The next day, I got an email from the organization. I was told they had received other inquiries about the same woman, and that they could not help her until she contacted them. Some might use this as ammunition- just another panhandler looking for a handout, but not wanting to make a change. I still felt horrible for whatever circumstances put her on the corner with that sign.
The story could end there. But I had a trunk full of groceries and water to deliver. I anticipated dropping it off, a hearty “thank you,” and be on my way. The gentleman who took the donations changed my thinking.
As he came over to help me unload my car, I asked how he was doing. I was just making chit chat. He replied “I’m doing great. I’m even happier because of the thought of you donating.”
Over the top, but he seemed genuine when he said it. I always wonder how people attain that honest level of enthusiasm. He WAS happier because I was bringing food and water in.
He told me that shelters and non-profits in Phoenix really struggle during the summer months, because so much of the population retreats to places with cooler climates. Of course, those are the months when it is even more difficult to be in need.
We didn’t talk for long, but in the few moments I spent with him, his kindness left me feeling like a hero for the day. I got my gold star, but I didn’t need it. I came away understanding the importance of what I’m doing. It’s not just something nice to make me feel justified in living the comfortable life that I do. It’s not a topic to write about. It’s not a way to get my pat on the back.
Do it because it is NEEDED. Endlessly needed. Whether or not you want to, if it makes you happy. Being kind is just the way to live.
When I started the drive, I explained to my sons that we were collecting food for people who did not have enough. They have never experienced hunger beyond wanting a snack and having to endure the car ride home before they could have one. They didn’t really get the concept. I told them “there is nothing worse than being hungry and not having food to eat. We have plenty of food, so we give food to other people who might not have enough.”
I had no idea the boys had been listening to the conversation I had with the donation attendant. As I got Liam out of his car seat at the next stop, he began reciting the things the gentleman told me. He said “there are still people who don’t have enough food, so we have to save some every day.” I hate that he is right.
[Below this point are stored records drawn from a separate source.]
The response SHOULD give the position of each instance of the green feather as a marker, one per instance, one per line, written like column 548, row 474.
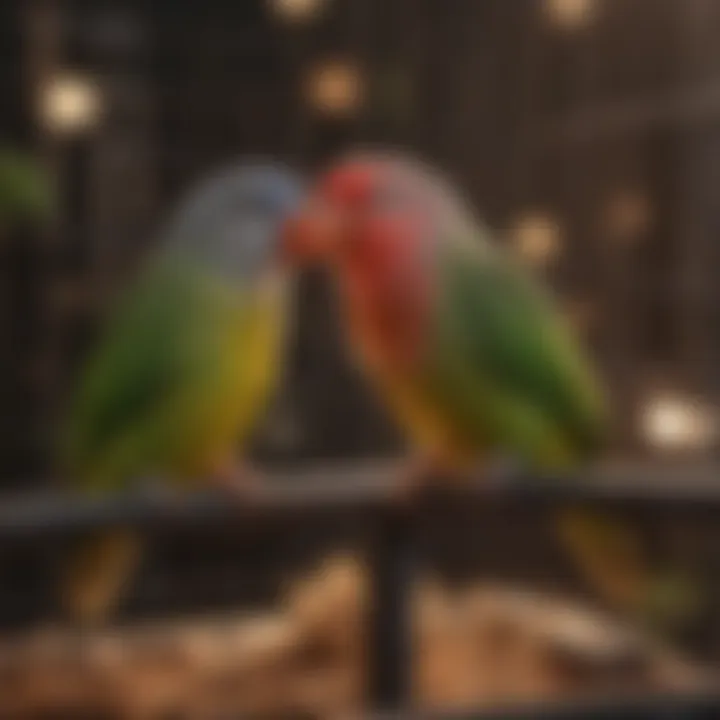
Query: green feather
column 504, row 361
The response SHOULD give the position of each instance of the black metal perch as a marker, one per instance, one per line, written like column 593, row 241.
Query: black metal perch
column 393, row 560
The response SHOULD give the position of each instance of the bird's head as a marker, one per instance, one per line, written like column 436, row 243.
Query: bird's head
column 234, row 221
column 366, row 210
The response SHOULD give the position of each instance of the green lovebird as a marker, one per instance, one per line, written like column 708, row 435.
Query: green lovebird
column 186, row 367
column 466, row 348
column 25, row 193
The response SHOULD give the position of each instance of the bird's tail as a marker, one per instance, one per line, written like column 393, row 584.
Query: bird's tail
column 97, row 574
column 611, row 555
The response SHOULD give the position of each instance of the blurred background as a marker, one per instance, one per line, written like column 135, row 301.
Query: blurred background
column 585, row 132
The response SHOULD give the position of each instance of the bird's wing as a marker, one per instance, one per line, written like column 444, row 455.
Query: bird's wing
column 509, row 351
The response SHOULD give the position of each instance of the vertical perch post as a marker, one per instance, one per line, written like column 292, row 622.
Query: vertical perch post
column 390, row 656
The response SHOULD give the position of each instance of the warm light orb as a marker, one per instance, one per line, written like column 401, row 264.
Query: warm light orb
column 70, row 103
column 335, row 88
column 296, row 10
column 537, row 238
column 678, row 423
column 570, row 14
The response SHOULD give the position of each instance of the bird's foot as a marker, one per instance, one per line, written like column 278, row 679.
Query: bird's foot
column 240, row 482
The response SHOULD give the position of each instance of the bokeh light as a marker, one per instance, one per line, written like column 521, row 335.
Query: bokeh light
column 336, row 88
column 297, row 10
column 70, row 103
column 570, row 14
column 675, row 422
column 537, row 238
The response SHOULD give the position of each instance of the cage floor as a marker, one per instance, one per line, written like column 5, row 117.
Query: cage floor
column 304, row 658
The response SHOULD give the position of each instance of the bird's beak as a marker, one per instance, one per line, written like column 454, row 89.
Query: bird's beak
column 312, row 234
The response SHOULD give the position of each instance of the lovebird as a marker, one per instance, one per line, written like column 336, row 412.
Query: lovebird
column 468, row 351
column 188, row 363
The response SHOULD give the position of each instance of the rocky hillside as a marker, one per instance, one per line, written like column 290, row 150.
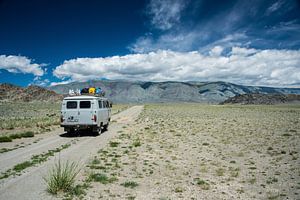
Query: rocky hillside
column 267, row 99
column 9, row 92
column 141, row 92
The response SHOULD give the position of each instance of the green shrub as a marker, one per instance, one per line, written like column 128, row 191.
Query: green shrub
column 21, row 166
column 113, row 144
column 130, row 184
column 5, row 139
column 15, row 136
column 61, row 177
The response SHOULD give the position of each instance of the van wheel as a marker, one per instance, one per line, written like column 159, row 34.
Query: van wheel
column 71, row 132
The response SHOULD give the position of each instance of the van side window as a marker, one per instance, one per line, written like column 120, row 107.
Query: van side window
column 85, row 104
column 71, row 104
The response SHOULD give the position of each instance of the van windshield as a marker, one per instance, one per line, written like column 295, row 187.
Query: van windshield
column 71, row 104
column 85, row 104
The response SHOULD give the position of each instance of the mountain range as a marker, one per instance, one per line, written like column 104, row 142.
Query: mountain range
column 9, row 92
column 120, row 91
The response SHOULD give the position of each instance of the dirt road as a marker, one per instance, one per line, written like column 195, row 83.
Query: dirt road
column 30, row 184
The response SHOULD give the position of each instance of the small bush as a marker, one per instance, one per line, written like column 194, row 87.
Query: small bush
column 5, row 139
column 15, row 136
column 61, row 177
column 102, row 178
column 21, row 166
column 203, row 184
column 113, row 144
column 136, row 143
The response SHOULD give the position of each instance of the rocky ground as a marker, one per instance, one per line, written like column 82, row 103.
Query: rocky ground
column 168, row 151
column 189, row 151
column 262, row 99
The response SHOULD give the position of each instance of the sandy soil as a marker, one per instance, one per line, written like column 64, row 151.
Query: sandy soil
column 30, row 184
column 189, row 151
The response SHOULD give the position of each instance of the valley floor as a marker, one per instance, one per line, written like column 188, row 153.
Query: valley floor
column 190, row 151
column 171, row 151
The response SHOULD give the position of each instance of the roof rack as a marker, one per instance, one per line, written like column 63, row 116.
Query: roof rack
column 78, row 93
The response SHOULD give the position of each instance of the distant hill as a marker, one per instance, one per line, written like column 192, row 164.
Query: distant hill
column 267, row 99
column 9, row 92
column 142, row 92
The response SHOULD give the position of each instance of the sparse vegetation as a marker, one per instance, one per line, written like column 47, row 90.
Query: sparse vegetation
column 130, row 184
column 61, row 178
column 236, row 150
column 35, row 159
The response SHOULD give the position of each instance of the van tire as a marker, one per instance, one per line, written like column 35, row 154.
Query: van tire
column 71, row 131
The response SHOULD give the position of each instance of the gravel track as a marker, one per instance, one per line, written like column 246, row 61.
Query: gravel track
column 30, row 184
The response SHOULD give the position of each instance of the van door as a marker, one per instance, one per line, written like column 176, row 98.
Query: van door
column 71, row 112
column 85, row 112
column 101, row 112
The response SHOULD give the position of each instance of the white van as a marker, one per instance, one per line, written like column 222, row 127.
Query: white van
column 85, row 112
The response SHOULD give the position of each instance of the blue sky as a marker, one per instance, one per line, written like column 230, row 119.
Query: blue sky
column 252, row 42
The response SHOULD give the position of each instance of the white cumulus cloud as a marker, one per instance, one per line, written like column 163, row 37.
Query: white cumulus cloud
column 165, row 13
column 241, row 65
column 20, row 64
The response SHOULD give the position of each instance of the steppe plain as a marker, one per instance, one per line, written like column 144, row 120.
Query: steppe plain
column 183, row 151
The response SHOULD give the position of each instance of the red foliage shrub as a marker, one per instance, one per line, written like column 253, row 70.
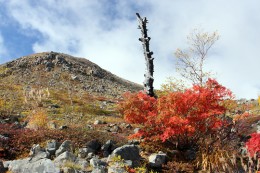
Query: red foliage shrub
column 253, row 144
column 178, row 116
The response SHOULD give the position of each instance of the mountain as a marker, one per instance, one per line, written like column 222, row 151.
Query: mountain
column 58, row 71
column 66, row 88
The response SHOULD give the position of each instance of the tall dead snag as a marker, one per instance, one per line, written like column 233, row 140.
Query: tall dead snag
column 148, row 82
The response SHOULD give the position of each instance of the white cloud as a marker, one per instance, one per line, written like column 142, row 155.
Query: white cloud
column 105, row 33
column 3, row 50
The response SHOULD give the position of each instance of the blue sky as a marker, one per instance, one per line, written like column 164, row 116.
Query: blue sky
column 105, row 32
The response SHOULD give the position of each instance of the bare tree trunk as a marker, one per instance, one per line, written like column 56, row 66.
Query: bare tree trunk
column 148, row 82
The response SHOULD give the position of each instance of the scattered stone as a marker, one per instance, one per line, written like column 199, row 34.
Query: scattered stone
column 99, row 122
column 117, row 167
column 157, row 160
column 95, row 162
column 99, row 169
column 134, row 142
column 52, row 146
column 94, row 145
column 65, row 146
column 25, row 166
column 115, row 129
column 69, row 170
column 83, row 152
column 64, row 157
column 84, row 164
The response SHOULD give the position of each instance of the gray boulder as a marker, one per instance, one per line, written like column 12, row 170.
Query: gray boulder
column 70, row 170
column 37, row 153
column 99, row 169
column 95, row 162
column 127, row 152
column 25, row 166
column 108, row 147
column 118, row 168
column 52, row 146
column 83, row 152
column 65, row 146
column 64, row 157
column 94, row 145
column 157, row 160
column 84, row 164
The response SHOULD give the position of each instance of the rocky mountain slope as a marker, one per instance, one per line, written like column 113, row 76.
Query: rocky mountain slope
column 60, row 71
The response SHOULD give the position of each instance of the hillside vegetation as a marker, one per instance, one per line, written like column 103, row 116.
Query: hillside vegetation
column 51, row 96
I hate that my heart saw that woman on the street and wanted to help, but my head questioned whether or not she needed it. I’m not saying empty your wallet to every person shaking a cup. But wouldn’t it be a better world if we thought with our hearts a little more- if we felt the same compulsion to help as we did to question? In the end, I am no worse off than I was. I would happily pay $7 for peace of mind.
This challenge is changing me. The end of the story has yet to be written.